Sam folgte Joe zurück zur Straße und versuchte die eiskalten Blicke zu ignorieren, die Ford und Martinson ihr zuwarfen. Am liebsten hätte sie die beiden mit dem Fernlicht geblendet, aber das wäre auch für Joe nervig gewesen.

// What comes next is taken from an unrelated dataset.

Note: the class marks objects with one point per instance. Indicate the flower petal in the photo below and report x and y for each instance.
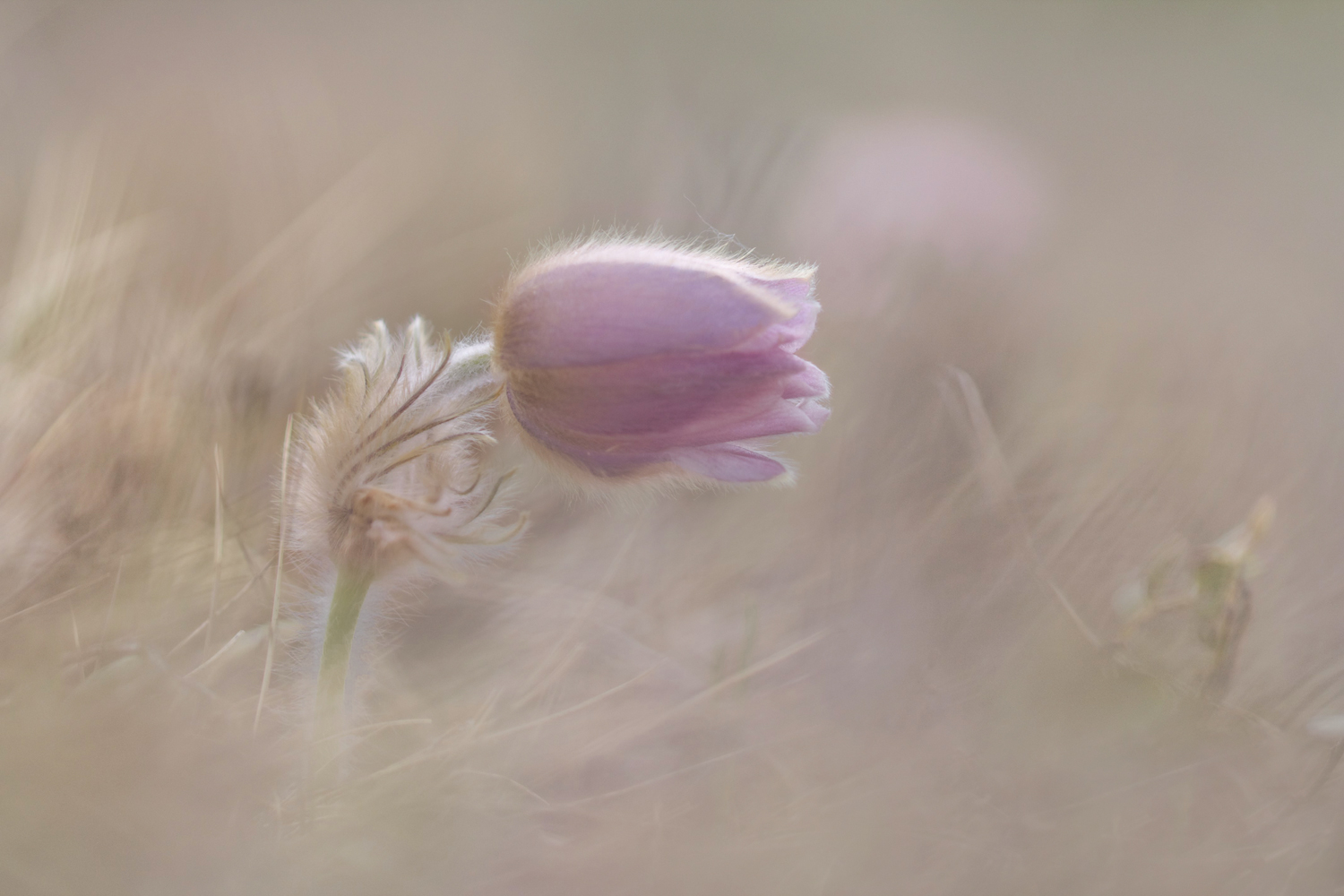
(808, 383)
(659, 394)
(601, 311)
(728, 463)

Was hatten die beiden mit Raider vorgehabt? Und wo? »Ich bringe sie nicht um«, hatte Ford gesagt. Sam packte das Lenkrad so fest, dass ihre Knöchel weiß hervortraten. Garrett Ford erinnerte sie an einen Mann, der sein Geld damit verdiente, Jägern wilde Tiere vor die Flinte zu treiben. Moment mal – hatte Ford gesagt: » Ich bringe sie nicht um«? Vielleicht war er Buck Ferguson ähnlicher, als sie bisher gedacht hatte.
Als sie die 4312 erreichten, bog sie nach rechts ab statt nach links. Im Rückspiegel sah sie Joes Bremslichter aufleuchten. »Was hast du vor, Sam?«, tönte es eine Sekunde später aus ihrem Funkgerät.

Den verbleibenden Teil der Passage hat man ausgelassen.